In a stationary condition, where the target’s position and identity do not change over time, each saccade thus provides a new viewpoint over the scene, allowing one to form a new estimation of the target identity. Following the active inference setup (
Najemnik & Geisler, 2005;
Friston et al., 2012), we assume that, instead of trying to detect the actual position of the target, the agent tries to maximize the counterfactual benefit in scene understanding that would be gained by any potential saccade. The focus is thus put on action selection metric rather than spatial representation. This means in short estimating how accurate a categorical target classifier will be after moving the eye.

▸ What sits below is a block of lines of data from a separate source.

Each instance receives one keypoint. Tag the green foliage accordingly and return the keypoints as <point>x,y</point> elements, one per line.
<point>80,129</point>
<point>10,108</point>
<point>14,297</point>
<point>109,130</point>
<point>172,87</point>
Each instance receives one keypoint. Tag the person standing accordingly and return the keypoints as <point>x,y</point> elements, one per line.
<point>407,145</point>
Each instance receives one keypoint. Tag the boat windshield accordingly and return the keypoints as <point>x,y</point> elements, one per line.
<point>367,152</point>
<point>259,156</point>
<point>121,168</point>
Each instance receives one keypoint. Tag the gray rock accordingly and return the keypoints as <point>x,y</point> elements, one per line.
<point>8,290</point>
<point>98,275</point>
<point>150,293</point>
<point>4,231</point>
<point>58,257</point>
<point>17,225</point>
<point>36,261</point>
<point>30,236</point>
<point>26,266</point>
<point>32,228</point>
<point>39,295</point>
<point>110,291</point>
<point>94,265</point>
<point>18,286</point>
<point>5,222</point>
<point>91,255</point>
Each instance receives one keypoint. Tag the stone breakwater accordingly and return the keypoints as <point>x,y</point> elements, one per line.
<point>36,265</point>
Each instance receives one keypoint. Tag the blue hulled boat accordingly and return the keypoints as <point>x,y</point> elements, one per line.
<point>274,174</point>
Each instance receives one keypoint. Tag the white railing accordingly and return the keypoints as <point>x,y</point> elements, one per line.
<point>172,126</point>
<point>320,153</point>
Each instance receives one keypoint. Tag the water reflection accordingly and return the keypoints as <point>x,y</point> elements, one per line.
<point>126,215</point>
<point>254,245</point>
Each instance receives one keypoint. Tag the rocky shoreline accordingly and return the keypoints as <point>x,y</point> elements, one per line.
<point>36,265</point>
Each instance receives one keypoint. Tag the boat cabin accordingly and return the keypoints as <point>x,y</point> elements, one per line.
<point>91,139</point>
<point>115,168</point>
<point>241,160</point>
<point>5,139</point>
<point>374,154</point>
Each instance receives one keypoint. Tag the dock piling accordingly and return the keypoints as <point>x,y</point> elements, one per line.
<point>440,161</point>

In a full setup, predictive action selection means first predicting the future visual field, denoted
\(x^{\prime }\), which is obtained at the center of fixation, and then predicting how good the estimate of the target identity, denoted
\(y\), that is,
\(p(y|x^{\prime })\), will be at this location. In practice, predicting a future visual field over all possible saccades is too computationally expensive. Better off instead is to record, for every context
\(x\), the improvement obtained in recognizing the target after different saccades
\(a, a^{\prime }, a^{\prime \prime }, \ldots\). If
\(a\) is a possible saccade and
\(x^{\prime }\) the corresponding future visual field, the result of the central categorical classifier over
\(x^{\prime }\) can either be correct (1) or incorrect (0). If this experiment is repeated many times over many visual scenes, the probability of correctly classifying the future visual field
\(x^{\prime }\) from
\(a\) is a number between 0 and 1 that reflects the frequency of correct classifications. The putative effect of every saccade can thus be condensed in a single number, the
accuracy, that quantifies the final benefit of issuing saccade
\(a\) from the current observation
\(x\). Extended to the full action space
\(A\), this forms an accuracy map that should monitor the selection of saccades. This accuracy map can be trained by trials and errors, with the final classification success or failure used as a teaching signal. Our main assumption here is that such a
predictive accuracy map is at the core of a realistic saccade-based vision system.